黒庵さんは相変わらず、闘牛よろしくヒラヒラと攻撃を交わしたりしていた。
「「白虎…!」」
綺麗にハモって、悲しそうに眉を歪める。
「なっ…一体これはどういうことなんだ?」
「私たちの白虎が…黒庵さんを襲うなんて……ああ、あんなに傷ついて…!可哀想に…」
二人は驚愕に顔を歪める。
アカネでいうスズみたいな関係…なんだろうな。
「白虎は術で理性を失ってるみたいだよ。
君たち主が姿を呼んだりすれば、きっともとに戻るよ」
「安倍晴明がすべて悪いのじゃ。

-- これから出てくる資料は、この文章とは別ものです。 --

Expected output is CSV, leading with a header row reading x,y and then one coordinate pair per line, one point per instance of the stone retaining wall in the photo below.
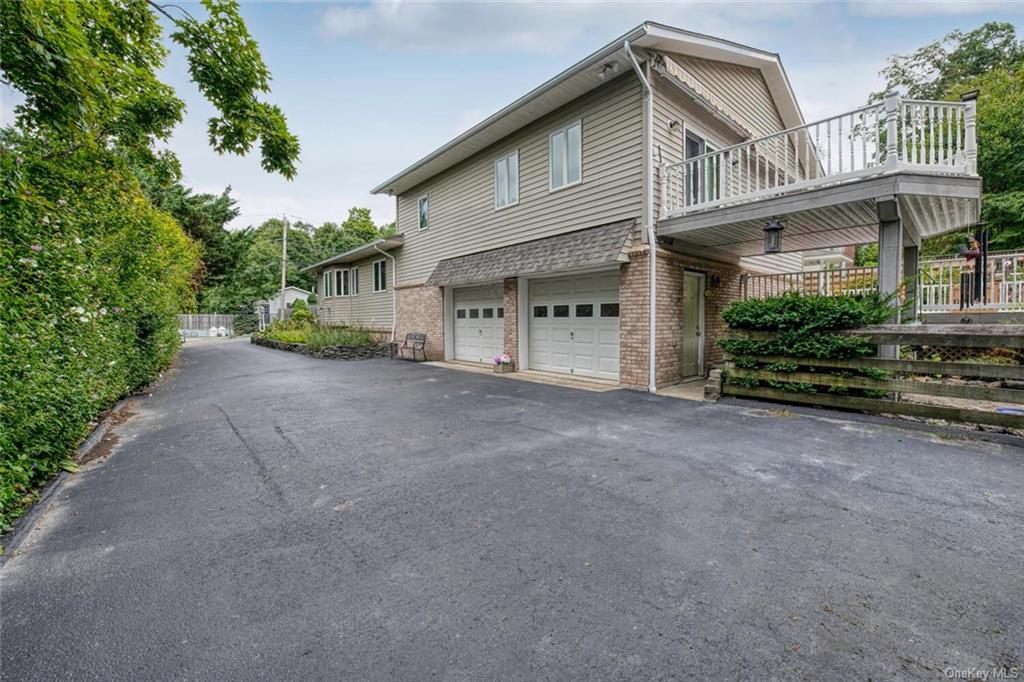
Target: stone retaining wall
x,y
333,352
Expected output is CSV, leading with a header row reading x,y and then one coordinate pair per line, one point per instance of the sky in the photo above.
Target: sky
x,y
371,87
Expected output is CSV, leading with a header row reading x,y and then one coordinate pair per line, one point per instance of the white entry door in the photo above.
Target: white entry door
x,y
479,324
691,355
573,325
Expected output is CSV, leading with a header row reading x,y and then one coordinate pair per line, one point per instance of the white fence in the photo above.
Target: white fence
x,y
206,325
896,134
944,285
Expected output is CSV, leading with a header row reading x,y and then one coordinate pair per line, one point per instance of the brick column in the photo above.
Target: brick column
x,y
511,303
421,308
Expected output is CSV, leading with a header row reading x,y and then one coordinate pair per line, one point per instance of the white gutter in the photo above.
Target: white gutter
x,y
648,154
394,284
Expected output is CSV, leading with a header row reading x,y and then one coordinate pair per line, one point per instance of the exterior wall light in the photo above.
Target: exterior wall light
x,y
773,236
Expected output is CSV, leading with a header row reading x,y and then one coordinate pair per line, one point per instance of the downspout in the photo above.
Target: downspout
x,y
394,284
648,154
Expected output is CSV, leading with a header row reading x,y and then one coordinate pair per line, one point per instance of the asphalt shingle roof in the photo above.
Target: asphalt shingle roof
x,y
585,248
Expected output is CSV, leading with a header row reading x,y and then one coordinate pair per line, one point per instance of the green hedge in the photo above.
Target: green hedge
x,y
805,327
91,280
300,331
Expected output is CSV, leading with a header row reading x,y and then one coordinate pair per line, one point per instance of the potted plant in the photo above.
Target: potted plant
x,y
503,364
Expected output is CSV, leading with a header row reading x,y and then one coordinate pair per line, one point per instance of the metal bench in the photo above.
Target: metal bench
x,y
415,341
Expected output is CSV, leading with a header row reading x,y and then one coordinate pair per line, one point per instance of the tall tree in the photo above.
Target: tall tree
x,y
88,73
990,59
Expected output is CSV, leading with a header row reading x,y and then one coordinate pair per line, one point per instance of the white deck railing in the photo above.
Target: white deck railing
x,y
896,134
944,285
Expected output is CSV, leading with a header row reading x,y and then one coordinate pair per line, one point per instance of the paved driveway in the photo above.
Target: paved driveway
x,y
272,516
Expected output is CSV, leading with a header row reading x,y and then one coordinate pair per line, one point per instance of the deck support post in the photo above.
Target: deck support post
x,y
890,260
910,255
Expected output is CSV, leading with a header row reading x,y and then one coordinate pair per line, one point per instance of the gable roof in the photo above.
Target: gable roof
x,y
359,252
584,77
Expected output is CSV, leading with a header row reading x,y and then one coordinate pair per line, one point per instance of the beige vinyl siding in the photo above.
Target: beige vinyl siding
x,y
463,218
369,308
742,89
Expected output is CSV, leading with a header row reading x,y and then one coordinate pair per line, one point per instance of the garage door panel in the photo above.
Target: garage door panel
x,y
479,327
567,331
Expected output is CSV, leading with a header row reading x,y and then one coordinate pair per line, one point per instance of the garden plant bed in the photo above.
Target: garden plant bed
x,y
333,352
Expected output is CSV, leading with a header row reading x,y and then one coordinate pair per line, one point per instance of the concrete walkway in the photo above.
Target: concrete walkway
x,y
267,515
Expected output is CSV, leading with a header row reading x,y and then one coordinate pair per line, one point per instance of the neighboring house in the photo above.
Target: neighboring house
x,y
270,308
529,233
356,288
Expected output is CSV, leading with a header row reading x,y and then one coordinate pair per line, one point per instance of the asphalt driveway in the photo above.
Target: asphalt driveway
x,y
267,515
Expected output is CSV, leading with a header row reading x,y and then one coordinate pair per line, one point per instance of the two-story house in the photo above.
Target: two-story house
x,y
530,233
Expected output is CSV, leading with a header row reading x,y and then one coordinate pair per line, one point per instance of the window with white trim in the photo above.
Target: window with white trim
x,y
424,212
565,156
507,180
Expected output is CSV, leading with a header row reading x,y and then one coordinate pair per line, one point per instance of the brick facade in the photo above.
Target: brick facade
x,y
722,287
511,328
421,308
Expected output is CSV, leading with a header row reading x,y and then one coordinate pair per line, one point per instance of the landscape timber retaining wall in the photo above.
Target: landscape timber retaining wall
x,y
333,352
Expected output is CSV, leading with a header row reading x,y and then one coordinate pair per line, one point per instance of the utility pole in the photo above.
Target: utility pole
x,y
284,264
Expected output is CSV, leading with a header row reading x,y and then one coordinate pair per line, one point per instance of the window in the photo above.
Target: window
x,y
424,213
565,156
507,180
704,176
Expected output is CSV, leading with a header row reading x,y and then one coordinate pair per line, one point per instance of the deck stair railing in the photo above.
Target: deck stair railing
x,y
944,285
888,136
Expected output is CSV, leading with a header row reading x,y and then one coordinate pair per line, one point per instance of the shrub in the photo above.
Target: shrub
x,y
300,310
92,278
804,327
293,331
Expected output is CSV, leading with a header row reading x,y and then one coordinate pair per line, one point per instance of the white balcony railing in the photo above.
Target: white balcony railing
x,y
896,134
944,285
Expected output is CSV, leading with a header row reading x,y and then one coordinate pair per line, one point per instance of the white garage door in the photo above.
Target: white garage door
x,y
573,325
479,324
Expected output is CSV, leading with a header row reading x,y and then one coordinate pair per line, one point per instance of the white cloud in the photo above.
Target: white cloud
x,y
930,7
540,27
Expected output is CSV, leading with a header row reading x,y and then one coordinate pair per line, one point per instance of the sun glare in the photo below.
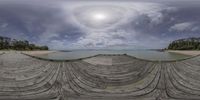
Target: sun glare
x,y
99,16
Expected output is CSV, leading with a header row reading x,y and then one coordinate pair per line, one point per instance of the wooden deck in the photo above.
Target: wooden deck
x,y
119,77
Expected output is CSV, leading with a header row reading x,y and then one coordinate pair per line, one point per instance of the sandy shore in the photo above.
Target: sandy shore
x,y
27,52
37,52
187,52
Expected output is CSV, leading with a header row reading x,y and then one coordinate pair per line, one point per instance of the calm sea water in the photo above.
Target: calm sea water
x,y
143,54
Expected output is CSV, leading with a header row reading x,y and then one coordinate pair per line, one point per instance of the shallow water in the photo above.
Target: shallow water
x,y
143,54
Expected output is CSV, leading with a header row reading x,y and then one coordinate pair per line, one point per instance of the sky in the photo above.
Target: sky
x,y
100,24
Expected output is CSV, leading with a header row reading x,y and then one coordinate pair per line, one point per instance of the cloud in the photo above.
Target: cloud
x,y
185,26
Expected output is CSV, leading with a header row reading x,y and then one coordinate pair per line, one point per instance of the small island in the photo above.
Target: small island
x,y
7,43
187,46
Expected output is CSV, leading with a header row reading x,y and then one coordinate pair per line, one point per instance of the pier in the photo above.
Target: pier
x,y
100,77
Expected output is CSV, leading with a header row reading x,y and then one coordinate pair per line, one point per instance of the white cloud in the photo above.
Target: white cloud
x,y
185,26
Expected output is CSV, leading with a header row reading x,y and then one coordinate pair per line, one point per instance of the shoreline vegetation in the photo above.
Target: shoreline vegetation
x,y
22,45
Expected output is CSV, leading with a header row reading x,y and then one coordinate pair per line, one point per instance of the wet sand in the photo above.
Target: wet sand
x,y
185,52
37,52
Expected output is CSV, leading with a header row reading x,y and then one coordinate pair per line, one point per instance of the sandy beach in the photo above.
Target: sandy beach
x,y
185,52
37,52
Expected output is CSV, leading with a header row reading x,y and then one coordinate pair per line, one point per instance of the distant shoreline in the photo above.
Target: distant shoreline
x,y
35,53
185,52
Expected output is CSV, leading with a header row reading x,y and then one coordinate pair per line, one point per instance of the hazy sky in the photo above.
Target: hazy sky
x,y
76,24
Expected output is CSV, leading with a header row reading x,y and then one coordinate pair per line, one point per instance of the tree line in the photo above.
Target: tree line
x,y
13,44
185,44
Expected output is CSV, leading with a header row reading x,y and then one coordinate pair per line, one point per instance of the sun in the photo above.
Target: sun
x,y
99,16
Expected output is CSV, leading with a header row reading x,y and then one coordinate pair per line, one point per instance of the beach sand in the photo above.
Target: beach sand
x,y
185,52
37,52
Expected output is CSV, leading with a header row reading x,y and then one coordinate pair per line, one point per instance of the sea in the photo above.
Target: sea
x,y
142,54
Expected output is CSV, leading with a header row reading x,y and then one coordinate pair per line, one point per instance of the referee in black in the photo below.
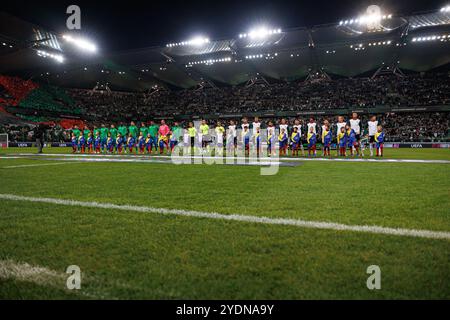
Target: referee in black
x,y
39,134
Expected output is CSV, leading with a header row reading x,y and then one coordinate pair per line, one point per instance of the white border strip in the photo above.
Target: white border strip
x,y
148,157
241,218
37,165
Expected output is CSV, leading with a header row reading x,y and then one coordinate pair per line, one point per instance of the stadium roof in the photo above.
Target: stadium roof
x,y
416,43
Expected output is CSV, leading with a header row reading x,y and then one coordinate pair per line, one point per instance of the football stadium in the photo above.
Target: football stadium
x,y
263,161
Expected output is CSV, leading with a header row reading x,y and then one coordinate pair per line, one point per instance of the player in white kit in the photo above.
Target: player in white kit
x,y
297,124
326,124
256,125
231,138
312,124
339,125
355,124
372,125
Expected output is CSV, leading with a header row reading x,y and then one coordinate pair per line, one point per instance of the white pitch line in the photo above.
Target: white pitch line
x,y
240,218
343,160
37,165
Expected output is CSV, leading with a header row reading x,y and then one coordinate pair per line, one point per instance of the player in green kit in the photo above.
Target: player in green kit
x,y
97,131
76,132
133,130
153,131
104,137
123,132
86,133
143,130
113,132
176,135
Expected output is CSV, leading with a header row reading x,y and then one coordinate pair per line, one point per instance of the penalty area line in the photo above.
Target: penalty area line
x,y
239,218
37,165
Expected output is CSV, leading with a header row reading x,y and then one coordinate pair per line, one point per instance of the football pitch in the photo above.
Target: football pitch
x,y
150,229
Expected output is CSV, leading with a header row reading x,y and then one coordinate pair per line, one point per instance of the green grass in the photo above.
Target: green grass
x,y
425,154
151,256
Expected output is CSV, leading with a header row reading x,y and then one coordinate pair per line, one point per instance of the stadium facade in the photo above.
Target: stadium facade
x,y
415,43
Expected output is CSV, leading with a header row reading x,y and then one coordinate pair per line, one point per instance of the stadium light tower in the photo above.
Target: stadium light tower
x,y
260,32
45,54
372,19
196,41
81,43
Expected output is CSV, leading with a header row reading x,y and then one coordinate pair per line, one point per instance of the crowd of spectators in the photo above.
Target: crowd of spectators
x,y
113,107
414,90
399,127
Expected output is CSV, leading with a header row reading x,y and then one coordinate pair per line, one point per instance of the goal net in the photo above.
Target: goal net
x,y
4,142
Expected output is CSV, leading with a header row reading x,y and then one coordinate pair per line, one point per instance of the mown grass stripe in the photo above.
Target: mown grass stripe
x,y
240,218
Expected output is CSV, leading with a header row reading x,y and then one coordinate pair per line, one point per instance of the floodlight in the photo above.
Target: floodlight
x,y
81,43
45,54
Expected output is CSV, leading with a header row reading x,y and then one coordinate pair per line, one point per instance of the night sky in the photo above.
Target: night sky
x,y
122,25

お主らが悲観することではない。むしろお主らは恨む側に」
「いいえ!私たちが行方がわからなかった白虎をよく探さなかったのが悪いのだわ…」
「ああ。私たちのせいだ。誰かを恨むなんて、馬鹿げたことはできない」
ええ…恨んでもいいと思うけど…。
「ちょっと遊びに行ってるのだとばかり思っていたものだから……ああ、角端(カクタン)たちになんて言ったら」
「あれほど出掛けるときは声をかけてくださいと言っていたのに…
いや、白虎は悪くない。私たちが悪いのだ…」
え?白虎不良息子かなんかなの?
てゆーかどれほど悲劇のヒロイン主義なんだよ、この人たち。